Cinque punti percentuali di fiducia persi in un anno, dice l’Ixé. Nessuna sorpresa: quando la politica diventa teatro, il pubblico prima sbadiglia, poi abbandona la sala.

Sul palco, ministri scelti più per fedeltà che per competenza. Da Sangiuliano, unico ad aver pagato le conseguenze, a Santanchè; dal protagonismo di Salvini alla comparsata di Giuli, fino a Nordio che difende Delmastro, già condannato: una compagnia che ignora la realtà. Nuovo atto: il caso Almasri, con Nordio, Piantedosi e Mantovano per i quali è stata chiesta l’autorizzazione a procedere. La trama? Sempre la stessa: “Colpa della magistratura”. Applausi registrati.

Dietro le quinte, i numeri non recitano: crescita ferma, PNRR impantanato, giovani in fuga. Ma sul palco si trova sempre un capro espiatorio: i migranti, accusati di tutto e al tempo stesso indispensabili per alimentare l’odio, mentre il Paese si svuota di energie. In Europa, ci si accoda a Orbán e il teatrino continua.

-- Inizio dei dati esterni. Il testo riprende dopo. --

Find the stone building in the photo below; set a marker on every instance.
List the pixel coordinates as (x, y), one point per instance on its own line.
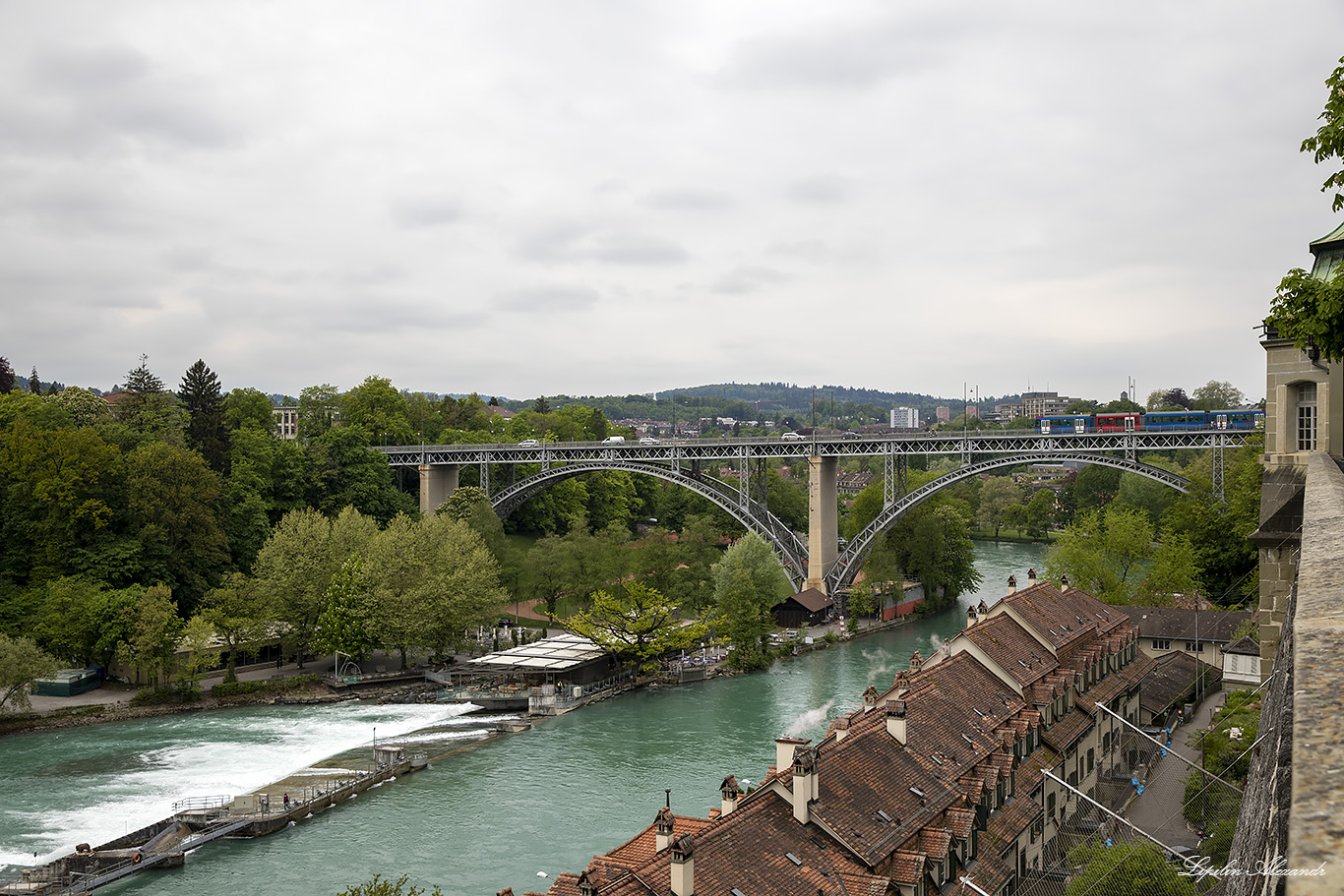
(1304, 412)
(939, 777)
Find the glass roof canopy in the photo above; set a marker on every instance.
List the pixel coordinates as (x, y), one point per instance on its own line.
(549, 654)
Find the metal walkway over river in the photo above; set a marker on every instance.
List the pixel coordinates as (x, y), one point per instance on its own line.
(514, 473)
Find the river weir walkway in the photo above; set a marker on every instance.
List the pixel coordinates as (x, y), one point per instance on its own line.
(199, 821)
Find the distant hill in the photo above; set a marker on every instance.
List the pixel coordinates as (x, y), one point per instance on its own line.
(760, 400)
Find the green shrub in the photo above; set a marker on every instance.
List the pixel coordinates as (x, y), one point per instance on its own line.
(167, 694)
(269, 687)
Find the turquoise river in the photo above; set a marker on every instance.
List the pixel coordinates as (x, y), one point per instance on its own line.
(488, 813)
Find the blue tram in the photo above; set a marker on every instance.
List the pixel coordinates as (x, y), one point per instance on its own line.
(1152, 422)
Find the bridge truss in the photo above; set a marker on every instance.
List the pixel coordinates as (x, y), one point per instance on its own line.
(683, 462)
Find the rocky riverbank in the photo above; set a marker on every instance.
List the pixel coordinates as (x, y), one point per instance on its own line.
(124, 711)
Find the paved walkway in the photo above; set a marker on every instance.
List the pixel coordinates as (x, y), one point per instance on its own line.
(1157, 811)
(114, 693)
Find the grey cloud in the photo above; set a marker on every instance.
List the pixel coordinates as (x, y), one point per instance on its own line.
(94, 95)
(570, 242)
(91, 69)
(847, 55)
(823, 190)
(634, 249)
(690, 199)
(812, 250)
(749, 279)
(549, 298)
(426, 211)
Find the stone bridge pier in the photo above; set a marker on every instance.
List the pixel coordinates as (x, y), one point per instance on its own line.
(437, 483)
(823, 520)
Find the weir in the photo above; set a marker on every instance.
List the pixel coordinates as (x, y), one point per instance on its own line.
(197, 822)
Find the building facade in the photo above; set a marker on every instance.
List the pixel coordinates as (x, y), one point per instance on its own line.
(905, 418)
(939, 777)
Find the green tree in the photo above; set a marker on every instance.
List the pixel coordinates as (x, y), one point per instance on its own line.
(461, 504)
(1310, 311)
(1218, 527)
(347, 473)
(1130, 868)
(347, 623)
(238, 613)
(936, 550)
(319, 410)
(153, 632)
(198, 642)
(85, 407)
(146, 406)
(249, 408)
(21, 663)
(381, 410)
(1112, 555)
(381, 887)
(298, 561)
(61, 506)
(205, 406)
(171, 506)
(638, 624)
(748, 583)
(432, 579)
(996, 496)
(1328, 142)
(1218, 395)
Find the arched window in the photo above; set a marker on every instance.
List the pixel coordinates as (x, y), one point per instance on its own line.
(1307, 417)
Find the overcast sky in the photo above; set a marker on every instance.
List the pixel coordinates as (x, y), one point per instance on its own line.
(525, 198)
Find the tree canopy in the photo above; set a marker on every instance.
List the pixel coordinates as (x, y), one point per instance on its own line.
(1328, 142)
(639, 624)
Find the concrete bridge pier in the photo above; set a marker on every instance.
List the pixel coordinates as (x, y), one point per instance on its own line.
(437, 483)
(823, 520)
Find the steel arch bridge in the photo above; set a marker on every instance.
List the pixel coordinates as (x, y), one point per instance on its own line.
(680, 462)
(851, 559)
(738, 503)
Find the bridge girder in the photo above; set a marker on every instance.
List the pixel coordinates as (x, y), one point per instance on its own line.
(753, 514)
(847, 565)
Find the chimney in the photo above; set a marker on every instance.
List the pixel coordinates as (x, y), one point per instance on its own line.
(896, 720)
(683, 866)
(804, 783)
(729, 790)
(664, 825)
(784, 748)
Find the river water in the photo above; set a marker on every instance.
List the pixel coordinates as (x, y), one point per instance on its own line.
(489, 811)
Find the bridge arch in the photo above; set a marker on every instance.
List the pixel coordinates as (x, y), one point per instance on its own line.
(847, 565)
(788, 550)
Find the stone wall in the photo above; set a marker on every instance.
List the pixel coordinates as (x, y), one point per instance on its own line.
(1295, 800)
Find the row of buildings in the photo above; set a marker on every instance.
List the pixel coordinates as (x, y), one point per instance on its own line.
(939, 777)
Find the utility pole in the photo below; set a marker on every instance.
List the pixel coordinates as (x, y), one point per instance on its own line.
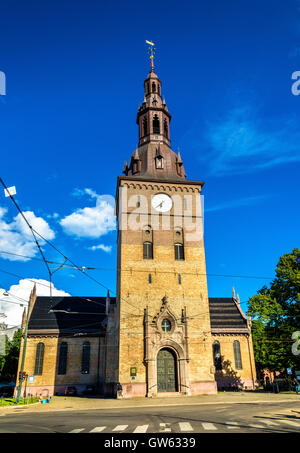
(21, 377)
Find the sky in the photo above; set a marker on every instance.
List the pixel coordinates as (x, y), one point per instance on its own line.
(74, 75)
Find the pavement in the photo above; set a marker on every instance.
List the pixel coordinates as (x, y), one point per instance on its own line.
(69, 403)
(223, 413)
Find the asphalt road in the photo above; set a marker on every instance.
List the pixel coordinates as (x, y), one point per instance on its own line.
(223, 418)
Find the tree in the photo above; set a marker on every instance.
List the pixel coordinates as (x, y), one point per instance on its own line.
(275, 312)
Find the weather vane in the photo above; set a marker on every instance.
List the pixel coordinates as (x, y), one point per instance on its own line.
(151, 50)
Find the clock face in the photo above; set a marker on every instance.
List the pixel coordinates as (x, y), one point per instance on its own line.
(161, 202)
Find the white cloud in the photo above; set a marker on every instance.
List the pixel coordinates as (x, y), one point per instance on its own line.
(105, 248)
(243, 141)
(91, 222)
(10, 304)
(16, 237)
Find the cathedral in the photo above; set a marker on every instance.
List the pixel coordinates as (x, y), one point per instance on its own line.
(161, 334)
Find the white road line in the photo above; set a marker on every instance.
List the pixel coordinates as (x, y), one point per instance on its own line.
(185, 426)
(120, 428)
(232, 425)
(141, 429)
(209, 426)
(98, 429)
(289, 422)
(268, 422)
(256, 426)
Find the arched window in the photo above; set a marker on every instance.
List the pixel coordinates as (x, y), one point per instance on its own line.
(85, 361)
(166, 129)
(63, 353)
(237, 355)
(217, 355)
(156, 125)
(148, 250)
(179, 251)
(159, 162)
(39, 359)
(145, 126)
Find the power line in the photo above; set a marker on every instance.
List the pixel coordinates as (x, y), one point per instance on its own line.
(145, 270)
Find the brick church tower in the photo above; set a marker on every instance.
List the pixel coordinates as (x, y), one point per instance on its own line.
(162, 312)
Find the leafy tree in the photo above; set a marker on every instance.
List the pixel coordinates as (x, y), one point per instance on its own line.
(275, 311)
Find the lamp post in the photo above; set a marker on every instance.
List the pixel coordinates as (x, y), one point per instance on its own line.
(21, 377)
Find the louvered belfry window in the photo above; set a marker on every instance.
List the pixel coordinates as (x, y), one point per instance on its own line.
(85, 362)
(237, 355)
(39, 359)
(148, 251)
(217, 355)
(179, 251)
(63, 353)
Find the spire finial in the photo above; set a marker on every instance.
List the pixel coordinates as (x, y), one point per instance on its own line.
(151, 50)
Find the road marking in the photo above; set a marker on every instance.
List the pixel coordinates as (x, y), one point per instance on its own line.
(256, 426)
(164, 428)
(186, 426)
(289, 422)
(209, 426)
(268, 422)
(120, 428)
(141, 429)
(232, 425)
(98, 429)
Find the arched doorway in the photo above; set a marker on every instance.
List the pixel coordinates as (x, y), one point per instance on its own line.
(166, 371)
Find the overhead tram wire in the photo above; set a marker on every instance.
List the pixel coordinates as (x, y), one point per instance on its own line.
(33, 234)
(54, 247)
(62, 265)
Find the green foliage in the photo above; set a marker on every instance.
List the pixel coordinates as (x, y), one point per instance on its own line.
(275, 311)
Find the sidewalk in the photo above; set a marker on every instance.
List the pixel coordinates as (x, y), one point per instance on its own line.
(62, 403)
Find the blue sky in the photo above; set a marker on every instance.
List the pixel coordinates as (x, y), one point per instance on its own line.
(75, 72)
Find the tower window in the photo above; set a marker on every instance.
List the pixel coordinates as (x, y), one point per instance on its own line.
(63, 353)
(85, 360)
(237, 355)
(39, 359)
(166, 325)
(217, 356)
(179, 251)
(156, 125)
(148, 251)
(159, 162)
(145, 126)
(166, 129)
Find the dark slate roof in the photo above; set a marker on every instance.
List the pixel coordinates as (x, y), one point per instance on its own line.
(69, 315)
(225, 316)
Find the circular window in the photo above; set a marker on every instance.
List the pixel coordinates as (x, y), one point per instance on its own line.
(166, 325)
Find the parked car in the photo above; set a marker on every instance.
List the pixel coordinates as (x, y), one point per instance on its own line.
(70, 391)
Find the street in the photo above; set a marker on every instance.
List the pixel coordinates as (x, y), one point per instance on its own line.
(217, 418)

E le opposizioni? Spettatori distratti che litigano sul posto a sedere invece di cambiare la sceneggiatura. Intanto in platea, i cittadini: stanchi, disillusi, sempre meno disposti a pagare il biglietto.

Il vero costo di questo spettacolo non è l’incasso mancato, ma la democrazia logorata. La politica non è un palcoscenico: quando la realtà entra in sala, le luci di scena non bastano più a nascondere il vuoto.